Maniac
|de Patrick Sommerville et Cary Joji Fukunaga, 2018, ****
C’est l’histoire d’un schizo paranoïaque convaincu d’avoir une mission secrète, sur laquelle il est guidé par une copie imaginaire de son frère. Ayant besoin d’argent, il rejoint une cohorte pour l’essai clinique d’un médicament censé guérir tous les désordres psychologiques. Là, il croise une junkie asociale qui s’est infiltrée dans l’essai pour avoir accès aux drogues. Étrangement connectés, ils vont partager des expériences qui devraient être personnelles et remettre en question le traitement, au plus grand dam du toubib lui-même vaguement dérangé.

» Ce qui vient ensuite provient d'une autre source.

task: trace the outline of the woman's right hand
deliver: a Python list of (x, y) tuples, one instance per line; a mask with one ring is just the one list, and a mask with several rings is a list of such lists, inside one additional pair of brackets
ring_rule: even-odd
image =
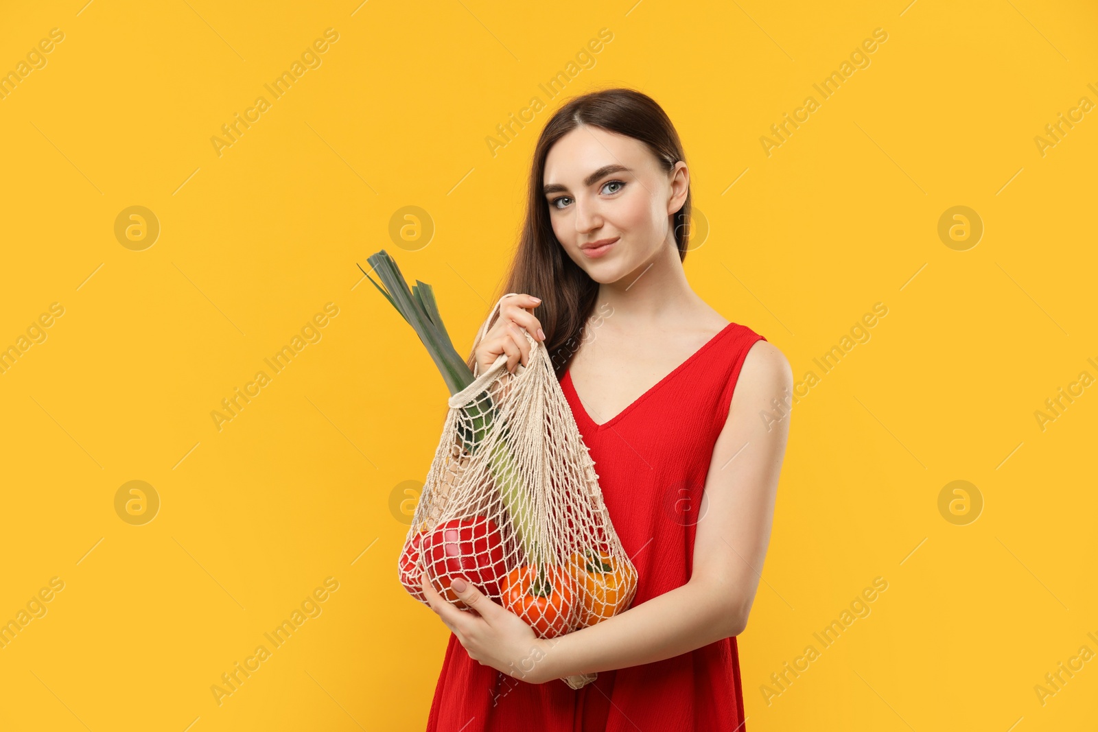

Comme The leftovers (sur laquelle Sommerville avait travaillé), l’histoire est difficile à raconter : c’est en fait une sorte de trip hallucinatoire, dans un univers vicieusement formicapunk contrôlé par une intelligence artificielle suffisamment avancée pour être elle-même psychotique (et qui rappelle par moments ce bon vieux HAL 9000). Outre le fil rouge, on passe de rêve en rêve en suivant la quête d’un lémurien volé dans les années 80, celle d’un chapitre perdu de Don Quichotte dans les années 30, celle d’un lac magique dans un monde d’heroic fantasy…
C’est complètement barré, rigoureusement réalisé tout en partant dans tous les sens, au fil d’un scénario qui lorgne beaucoup sur le polar mais passe par tous les chapitres d’Introduction à la psychanalyse.
Le truc chelou, c’est que si j’ai beaucoup aimé le regarder, je n’en ai quelques semaines plus tard qu’un souvenir confus, comme celui d’un rêve flou et vaguement absurde. C’est peut-être là sa plus grande réussite : Maniac ne présente pas seulement un rêve partagé entre ses personnages (à la Inception en quelque sorte), c’est un rêve partagé, les auteurs nous invitant dans le leur sans vraiment nous l’expliquer. Ça en fait une expérience originale, inracontable mais qui mérite d’être vécue.